Normal characters
| Expression | Description |
|---|---|
| . or [^\n\r] | any character excluding a newline or carriage return |
| [A-Za-z] | alphabet |
| [a-z] | lowercase alphabet |
| [A-Z] | uppercase alphabet |
| \d or [0-9] | digit |
| \D or [^0-9] | non-digit |
| _ | underscore |
| \w or [A-Za-z0-9_] | alphabet, digit or underscore |
| \W or [^A-Za-z0-9_] | inverse of \w |
| \S | inverse of \s |
Whitespace characters
| Expression | Description |
|---|---|
| (space) | space |
| \t | tab |
| \n | newline |
| \r | carriage return |
| \s | space, tab, newline or carriage return |
Character set
| Expression | Description |
|---|---|
| [xyz] | either x, y or z |
| [^xyz] | neither x, y nor z |
| [1-3] | either 1, 2 or 3 |
| [^1-3] | neither 1, 2 nor 3 |
- Think of a character set as an OR operation on the single characters that are enclosed between the square brackets.
- Use ^ after the opening [ to "negate" the character set.
- Within a character set, . means a literal period.

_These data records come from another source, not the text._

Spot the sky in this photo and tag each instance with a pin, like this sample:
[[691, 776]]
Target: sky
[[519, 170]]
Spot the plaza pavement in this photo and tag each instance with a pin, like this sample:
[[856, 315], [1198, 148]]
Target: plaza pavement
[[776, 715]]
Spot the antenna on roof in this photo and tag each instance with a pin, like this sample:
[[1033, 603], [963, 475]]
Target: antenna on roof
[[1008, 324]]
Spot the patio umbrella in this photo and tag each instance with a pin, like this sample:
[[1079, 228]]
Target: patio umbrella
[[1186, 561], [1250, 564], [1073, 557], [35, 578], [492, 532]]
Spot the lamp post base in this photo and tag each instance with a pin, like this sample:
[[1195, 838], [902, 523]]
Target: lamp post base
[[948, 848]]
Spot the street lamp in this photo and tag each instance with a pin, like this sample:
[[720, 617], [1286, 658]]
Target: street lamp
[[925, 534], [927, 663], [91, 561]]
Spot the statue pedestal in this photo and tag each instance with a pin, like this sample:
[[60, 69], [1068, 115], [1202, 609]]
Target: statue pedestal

Characters that require escaping
Outside a character set
| Expression | Description |
|---|---|
| . | period |
| ^ | caret |
| $ | dollar sign |
| | | pipe |
| \ | back slash |
| / | forward slash |
| ( | opening bracket |
| ) | closing bracket |
| [ | opening square bracket |
| ] | closing square bracket |
| { | opening curly bracket |
| } | closing curly bracket |
Inside a character set
| Expression | Description |
|---|---|
| \ | back slash |
| ] | closing square bracket |
- A ^ must be escaped only if it occurs immediately after the opening [ of the character set.
- A - must be escaped only if it occurs between two alphabets or two digits.
Quantifiers
| Expression | Description |
|---|---|
| {2} | exactly 2 |
| {2,} | at least 2 |
| {2,7} | at least 2 but no more than 7 |
| * | 0 or more |
| + | 1 or more |
| ? | exactly 0 or 1 |
- The quantifier goes after the expression to be quantified.
Boundaries
| Expression | Description |
|---|---|
| ^ | start of string |
| $ | end of string |
| \b | word boundary |
- How word boundary matching works:
- At the beginning of the string if the first character is \w.

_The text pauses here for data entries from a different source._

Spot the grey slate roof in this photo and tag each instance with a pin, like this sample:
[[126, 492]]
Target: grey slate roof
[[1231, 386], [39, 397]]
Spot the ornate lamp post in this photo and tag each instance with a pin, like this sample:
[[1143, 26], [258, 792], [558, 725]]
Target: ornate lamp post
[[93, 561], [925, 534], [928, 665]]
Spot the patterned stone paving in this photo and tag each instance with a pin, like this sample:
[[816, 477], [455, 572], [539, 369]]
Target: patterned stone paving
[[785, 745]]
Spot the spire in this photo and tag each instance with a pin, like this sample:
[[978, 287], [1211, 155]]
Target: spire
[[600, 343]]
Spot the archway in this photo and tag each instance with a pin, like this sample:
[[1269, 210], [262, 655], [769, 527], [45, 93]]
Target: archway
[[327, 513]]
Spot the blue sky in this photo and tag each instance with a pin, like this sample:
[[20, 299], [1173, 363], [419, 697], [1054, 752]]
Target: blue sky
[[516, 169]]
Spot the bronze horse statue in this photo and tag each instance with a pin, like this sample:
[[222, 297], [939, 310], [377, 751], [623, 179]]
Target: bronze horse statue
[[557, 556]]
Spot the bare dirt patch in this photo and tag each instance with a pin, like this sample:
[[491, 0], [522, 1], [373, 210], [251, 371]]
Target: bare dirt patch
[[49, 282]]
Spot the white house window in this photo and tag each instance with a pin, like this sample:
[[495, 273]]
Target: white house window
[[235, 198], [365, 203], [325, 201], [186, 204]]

- Between two adjacent characters within the string, if the first character is \w and the second character is \W.
- At the end of the string if the last character is \w.
Matching
| Expression | Description |
|---|---|
| foo|bar | match either foo or bar |
| foo(?=bar) | match foo if it's before bar |
| foo(?!bar) | match foo if it's not before bar |
| (?<=bar)foo | match foo if it's after bar |
| (?<!bar)foo | match foo if it's not after bar |
Grouping and capturing
| Expression | Description |
|---|---|
| (foo) | capturing group; match and capture foo |
| (?:foo) | non-capturing group; match foo but without capturing foo |
| (foo)bar\1 | \1 is a backreference to the 1st capturing group; match foobarfoo |
- Capturing groups are only relevant in the following methods:
- string.match(regexp)
- string.matchAll(regexp)
- string.replace(regexp, callback)
- \N is a backreference to the Nth capturing group. Capturing groups are numbered starting from 1.